Minimally invasive procedures like epidural steroid injections, facet joint injections, and disc ablation techniques now offer intermediate options between conservative management and traditional surgery for specific diagnoses. Someone with stenosis-induced claudication, for example, might benefit substantially from epidural injections without needing surgery. Understanding that you fall into one of these eleven diagnostic categories helps you ask informed questions about what treatments your specialist recommends and why, rather than accepting vague reassurance that “back pain is common and usually improves.”.

Conclusion

Chronic lower back pain encompasses a diverse set of eleven primary diagnoses that spine specialists reliably identify through clinical evaluation, imaging, and patient history. From the most common causes—muscle strain and degenerative arthritis—to the more subtle patterns like piriformis syndrome or endplate-driven pain, each diagnosis carries distinct implications for treatment strategy and prognosis.

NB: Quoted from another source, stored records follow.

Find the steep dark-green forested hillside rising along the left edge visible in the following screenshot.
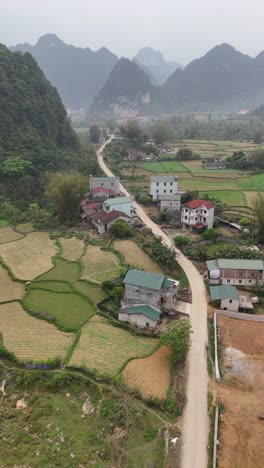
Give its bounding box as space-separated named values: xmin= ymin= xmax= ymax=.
xmin=0 ymin=45 xmax=96 ymax=203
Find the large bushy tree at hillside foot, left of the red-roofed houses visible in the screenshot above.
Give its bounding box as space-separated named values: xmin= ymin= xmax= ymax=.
xmin=46 ymin=172 xmax=88 ymax=223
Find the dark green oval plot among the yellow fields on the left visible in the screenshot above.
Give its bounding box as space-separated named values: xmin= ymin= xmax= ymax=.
xmin=23 ymin=289 xmax=95 ymax=329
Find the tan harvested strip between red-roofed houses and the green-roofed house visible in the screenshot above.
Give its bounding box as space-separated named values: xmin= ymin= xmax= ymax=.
xmin=114 ymin=240 xmax=162 ymax=273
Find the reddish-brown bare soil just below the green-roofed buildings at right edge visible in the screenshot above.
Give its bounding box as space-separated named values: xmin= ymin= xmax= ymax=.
xmin=218 ymin=316 xmax=264 ymax=356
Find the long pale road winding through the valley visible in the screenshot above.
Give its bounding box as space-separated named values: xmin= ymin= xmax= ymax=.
xmin=97 ymin=140 xmax=209 ymax=468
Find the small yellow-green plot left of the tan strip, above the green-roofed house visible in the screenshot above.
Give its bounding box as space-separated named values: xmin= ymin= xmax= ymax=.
xmin=82 ymin=245 xmax=120 ymax=283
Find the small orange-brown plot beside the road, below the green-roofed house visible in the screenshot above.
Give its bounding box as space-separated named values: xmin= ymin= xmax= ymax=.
xmin=123 ymin=346 xmax=170 ymax=400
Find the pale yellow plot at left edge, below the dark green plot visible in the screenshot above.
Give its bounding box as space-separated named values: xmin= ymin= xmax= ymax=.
xmin=0 ymin=302 xmax=75 ymax=362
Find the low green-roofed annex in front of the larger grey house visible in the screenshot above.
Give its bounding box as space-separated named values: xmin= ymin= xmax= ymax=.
xmin=118 ymin=304 xmax=161 ymax=330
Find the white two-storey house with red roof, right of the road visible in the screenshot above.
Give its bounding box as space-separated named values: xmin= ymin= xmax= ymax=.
xmin=181 ymin=200 xmax=214 ymax=231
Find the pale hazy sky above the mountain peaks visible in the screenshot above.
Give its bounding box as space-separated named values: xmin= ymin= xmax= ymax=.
xmin=0 ymin=0 xmax=264 ymax=64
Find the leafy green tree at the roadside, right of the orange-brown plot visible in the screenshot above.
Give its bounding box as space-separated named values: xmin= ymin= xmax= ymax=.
xmin=160 ymin=319 xmax=191 ymax=364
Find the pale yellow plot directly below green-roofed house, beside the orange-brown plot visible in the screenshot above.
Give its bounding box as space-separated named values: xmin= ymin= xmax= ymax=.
xmin=69 ymin=316 xmax=157 ymax=377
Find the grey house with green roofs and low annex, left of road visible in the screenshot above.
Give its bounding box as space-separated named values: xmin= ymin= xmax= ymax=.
xmin=119 ymin=270 xmax=179 ymax=328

The reassuring reality is that 97% of chronic back pain stems from mechanical issues rather than serious underlying conditions, and most cases improve or become manageable through conservative measures including physical therapy, activity modification, appropriate medications, and lifestyle changes addressing identifiable risk factors like smoking, inactivity, or stress. If you’ve recently received a chronic back pain diagnosis or are struggling with persistent lower back pain, asking your healthcare provider which of these eleven categories best describes your condition—and what specific features of your case led to that diagnosis—transforms a vague problem into something concrete and manageable. Understanding the underlying cause gives you a framework for evaluating treatment recommendations, realistic timelines for improvement, and the information you need to make informed decisions about whether specialist evaluation, injections, or more advanced interventions make sense for your particular situation.